El desván
Era domingo y, como todos los domingos, estábamos en la casa de los abuelos. La tradición familiar obligaba a que los domingos fuéramos a comer con los abuelos. La comida era preparada por la abuela, que hacía de jefa de la cocina, y sus nueras, que colaboraban como podían en cumplir las órdenes de la matriarca. Los hombres, sus hijos, mientras tanto, junto con el abuelo, bebían un aperitivo y comían una picada que, según decían, era para "abrir el apetito". Los nietos..., bueno, los nietos no teníamos un papel predefinido en este espectáculo dominguero. Creo que se suponía que hiciéramos lo que nuestros instintos infantiles nos llevaran a hacer. O sea correr de aquí para allá y jugar a lo pudiéramos inventar o con lo que pudiéramos encontrar. Y no era que en la casa de los abuelos se pudieran encontrar muchas cosas que sirvieran de juguete a un niño. Cada uno de los primos tenía en su casa más cosas para jugar que lo que podía haber en la casa de los abuelos. La biblioteca de los abuelos. único recurso para el recreo y el entretenimiento, no era lo que nos podía interesar a nuestra edad, que rondaba alrededor de los diez años, año más, año menos.
Lo que tenía la casa que no teníamos en las nuestras, era un desván, ambiente ya eliminado en las viviendas modernas, y con más razón en los que departamentos. El desván, distintivo de la época en que se construyó la casa, cuando los abuelos se casaron, nos estaba totalmente prohibido por dos razones. Una era que, como no estaba sujeto a limpieza, podíamos contagiarnos de la suciedad allí acumulada, y volver a casa "hechos una mugre", lo cual nuestros padres se habían encargado repetidas veces de hacernos saber que no era en absoluto deseable. La segunda explicación que daban cuando los más rebeldes de los nietos discutían la prohibición, era que allí había cosas que "no debíamos tocar". Pero allí terminaba la explicación; nunca nos decían por qué no debíamos tocar esas cosas. "No se deben tocar, y basta", era la frase con que terminaban las discusiones.
Pero más efectiva que la prohibición paternal, lo que impedía que hiciéramos de las nuestras en el desván, era que para acceder al mismo había que colocar una cierta escalera, lo cual estaba fuera de lo que nosotros, los niños, con nuestra edad y nuestros conocimientos, podíamos realizar.
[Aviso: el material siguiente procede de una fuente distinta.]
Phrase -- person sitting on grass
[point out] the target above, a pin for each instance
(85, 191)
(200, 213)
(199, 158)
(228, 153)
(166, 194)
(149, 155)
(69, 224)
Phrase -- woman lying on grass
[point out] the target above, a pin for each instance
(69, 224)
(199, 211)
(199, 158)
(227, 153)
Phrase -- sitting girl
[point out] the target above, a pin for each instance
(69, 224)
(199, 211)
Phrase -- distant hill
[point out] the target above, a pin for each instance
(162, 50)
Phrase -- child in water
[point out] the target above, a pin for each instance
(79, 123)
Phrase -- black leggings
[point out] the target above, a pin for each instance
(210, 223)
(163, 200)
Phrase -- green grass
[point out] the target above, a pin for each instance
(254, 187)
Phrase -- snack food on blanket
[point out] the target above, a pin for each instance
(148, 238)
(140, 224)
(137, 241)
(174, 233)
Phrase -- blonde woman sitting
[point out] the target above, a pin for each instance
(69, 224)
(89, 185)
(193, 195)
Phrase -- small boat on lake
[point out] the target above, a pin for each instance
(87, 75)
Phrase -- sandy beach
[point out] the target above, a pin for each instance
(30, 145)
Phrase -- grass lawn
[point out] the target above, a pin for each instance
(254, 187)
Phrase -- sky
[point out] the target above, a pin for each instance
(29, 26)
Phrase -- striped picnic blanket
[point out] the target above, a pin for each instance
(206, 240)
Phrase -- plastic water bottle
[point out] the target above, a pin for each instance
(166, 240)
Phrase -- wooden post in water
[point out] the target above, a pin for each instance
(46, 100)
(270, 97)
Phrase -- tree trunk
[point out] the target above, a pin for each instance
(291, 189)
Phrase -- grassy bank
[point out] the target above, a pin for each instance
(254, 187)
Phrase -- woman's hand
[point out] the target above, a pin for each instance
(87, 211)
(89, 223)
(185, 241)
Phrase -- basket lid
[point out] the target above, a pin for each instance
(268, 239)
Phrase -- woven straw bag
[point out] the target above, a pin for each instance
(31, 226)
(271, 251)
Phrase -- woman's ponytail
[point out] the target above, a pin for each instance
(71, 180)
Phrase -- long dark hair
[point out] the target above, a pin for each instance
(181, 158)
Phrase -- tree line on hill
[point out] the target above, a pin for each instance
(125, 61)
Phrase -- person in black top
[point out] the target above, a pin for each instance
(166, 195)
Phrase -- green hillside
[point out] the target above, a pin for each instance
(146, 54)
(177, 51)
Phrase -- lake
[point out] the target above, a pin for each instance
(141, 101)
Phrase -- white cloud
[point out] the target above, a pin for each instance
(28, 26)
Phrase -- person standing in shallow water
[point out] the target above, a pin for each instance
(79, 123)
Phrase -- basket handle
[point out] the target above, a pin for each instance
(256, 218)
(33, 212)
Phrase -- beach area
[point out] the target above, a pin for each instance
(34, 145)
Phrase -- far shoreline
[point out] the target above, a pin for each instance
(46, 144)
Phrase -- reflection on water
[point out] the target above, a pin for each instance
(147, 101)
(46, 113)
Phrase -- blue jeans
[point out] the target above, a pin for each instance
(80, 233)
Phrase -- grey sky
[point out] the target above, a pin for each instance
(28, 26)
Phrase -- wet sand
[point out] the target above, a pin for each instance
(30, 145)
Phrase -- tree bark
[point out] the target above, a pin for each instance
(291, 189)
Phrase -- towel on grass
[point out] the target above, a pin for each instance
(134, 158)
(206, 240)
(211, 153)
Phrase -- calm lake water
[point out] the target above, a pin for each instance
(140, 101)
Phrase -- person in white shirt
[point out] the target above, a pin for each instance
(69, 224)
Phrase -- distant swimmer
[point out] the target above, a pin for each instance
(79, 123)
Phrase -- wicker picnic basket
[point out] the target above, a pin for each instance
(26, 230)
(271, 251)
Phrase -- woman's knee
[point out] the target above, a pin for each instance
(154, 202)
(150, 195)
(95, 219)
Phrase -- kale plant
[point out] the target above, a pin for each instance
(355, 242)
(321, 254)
Colocar la escalera era una prerrogativa de nuestros mayores que, obviamente, no lo iban a hacer para que fuéramos a jugar en el desván. Pero ese domingo, el domingo del que estamos hablando, la escalera estaba puesta. Alguien la había colocado y luego se había olvidado o no había tenido tiempo de sacarla. Cuando lo descubrimos, por supuesto que aprovechamos para invadir el territorio prohibido. Una vez allí, rápidamente comenzamos a revolver esos objetos cubiertos de polvo y telarañas. Entre ellos apareció un libro que, sentados en ronda, uno de nosotros comenzó a leer en voz alta.
No entendimos mucho de lo que escuchamos, aunque recuerdo que se le pedía a alguien que venga y que se lleve al que leía. Lo que sí recuerdo perfectamente porque me espantó hasta lo indecible y supongo que a los demás también, es que de pronto la lectura se interrumpió porque el primo que estaba leyendo súbitamente ya no estaba más. Había desaparecido como si nunca hubiera existido, dejando un espacio vacío donde había estado y un libro abierto en el suelo, con el cual todos tratamos de poner distancia abandonando en tropel el desván. Esa tarde cuando las familias se despidieron para volver a sus casas, faltaba uno de los nietos y nunca se supo que había pasado con él.